Most important of all, the Ministry must distance itself from party and government politics, because if an official is just a party hack and isn’t a technician or a committed social activist, it could have serious consequences.
It would be very bad if the Ministry of Water insisted that everyone had to be from MAS as this would be discriminatory and damaging to the possibility of popular participation.
Q What are the most important challenges for the Ministry?
There are many: the struggle against multinationals who want to establish forms of privatisation and do this with the constant threat of legal action in private World Bank courts.
There is also still a structure set-up in the State government for receiving the famed international communities’ aid for water projects, but it is strongly conditioned on imposing the formation of companies with a tendency to privatization whilst eliminating any civil society participation.
The international aid community takes a very paternalistic attitude because they believe that Bolivians are ignorant and used to waste water. The challenge is to change this vertical and pernicious relationship.

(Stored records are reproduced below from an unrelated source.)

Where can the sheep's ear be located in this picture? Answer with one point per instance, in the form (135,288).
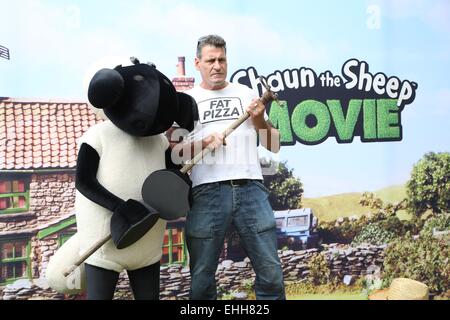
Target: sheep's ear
(187,111)
(134,60)
(105,88)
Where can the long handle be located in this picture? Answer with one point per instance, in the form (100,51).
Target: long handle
(87,254)
(267,97)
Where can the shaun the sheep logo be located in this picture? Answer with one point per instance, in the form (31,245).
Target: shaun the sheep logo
(314,108)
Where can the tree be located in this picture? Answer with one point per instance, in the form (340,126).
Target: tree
(286,190)
(429,185)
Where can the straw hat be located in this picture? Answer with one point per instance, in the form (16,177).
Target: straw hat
(402,289)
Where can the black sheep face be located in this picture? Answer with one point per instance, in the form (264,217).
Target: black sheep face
(140,100)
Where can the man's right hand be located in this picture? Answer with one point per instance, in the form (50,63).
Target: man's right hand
(213,141)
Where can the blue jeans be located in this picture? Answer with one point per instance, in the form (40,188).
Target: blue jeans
(214,208)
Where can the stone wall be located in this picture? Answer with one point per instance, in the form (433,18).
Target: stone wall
(232,276)
(52,196)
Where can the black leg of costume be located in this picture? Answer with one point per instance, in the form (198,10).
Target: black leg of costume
(101,283)
(145,282)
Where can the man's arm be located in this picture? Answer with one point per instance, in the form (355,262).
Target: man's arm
(268,135)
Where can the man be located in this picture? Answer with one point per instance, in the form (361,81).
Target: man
(227,185)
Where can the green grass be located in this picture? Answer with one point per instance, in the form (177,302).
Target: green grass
(330,296)
(347,204)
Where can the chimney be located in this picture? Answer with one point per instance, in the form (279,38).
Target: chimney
(181,82)
(181,71)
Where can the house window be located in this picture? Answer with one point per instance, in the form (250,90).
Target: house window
(174,248)
(14,196)
(14,260)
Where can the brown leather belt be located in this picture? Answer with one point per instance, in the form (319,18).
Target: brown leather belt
(236,182)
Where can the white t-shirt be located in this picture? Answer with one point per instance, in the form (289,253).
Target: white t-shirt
(218,109)
(125,163)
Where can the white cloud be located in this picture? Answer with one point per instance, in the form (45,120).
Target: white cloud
(435,13)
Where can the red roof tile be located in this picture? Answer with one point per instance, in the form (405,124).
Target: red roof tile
(42,134)
(33,137)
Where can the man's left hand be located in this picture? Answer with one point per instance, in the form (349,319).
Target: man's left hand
(256,111)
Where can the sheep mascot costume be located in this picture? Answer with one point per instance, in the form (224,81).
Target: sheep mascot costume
(114,159)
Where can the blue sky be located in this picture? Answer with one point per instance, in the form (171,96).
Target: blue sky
(53,43)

The other challenge is to create a national fund in order to finance basic services. In Bolivia there is a lot of water, we are one of the richest countries in this resource, but we have two major problems that cause a lot of harm: the crisis in distribution, and environmental contamination by mining and the hydrocarbons sector. I believe it is necessary to create a fund to resolve these two issues.
The third challenge is to change the regulations imposed by the Superintendents on how public companies and cooperatives can work. I believe that they must get rid of the Superintendents and from within Government encourage the creation of autonomous forms of water management within communities and neighbourhoods. To conclude, it will be vital to draw up forms of state management and goals tied to the traditional uses, customs and ways of the people.

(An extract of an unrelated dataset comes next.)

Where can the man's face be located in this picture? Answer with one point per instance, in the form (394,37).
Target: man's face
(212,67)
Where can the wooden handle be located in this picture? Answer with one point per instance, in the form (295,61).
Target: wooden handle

Why has water become the axis of social struggles in Bolivia?
In Cochabamba, because of water scarcity and the cynical use that politicians made of peoples’ basic needs in order to get votes.
Secondly, for the underhand ways that a public asset was handed over to multinationals and private companies who as a result got a hold of a good that is essential for life. We are currently seeing indigenous and rural communities mobilizing against the contamination of their water sources.
The fact that concessions were given to petrol and mining companies which led to removals of communities and the removal of their water sources forced people to mobilize. Without water we can’t live, and that’s why no-one can appropriate this gift, which is the blood of mother earth, of Pachamama.
Water has led people, not only in Bolivia but from all over the world, to take action. Water is the last resource longed for by multinationals for profit, and we are obliged to preserve it for future generations.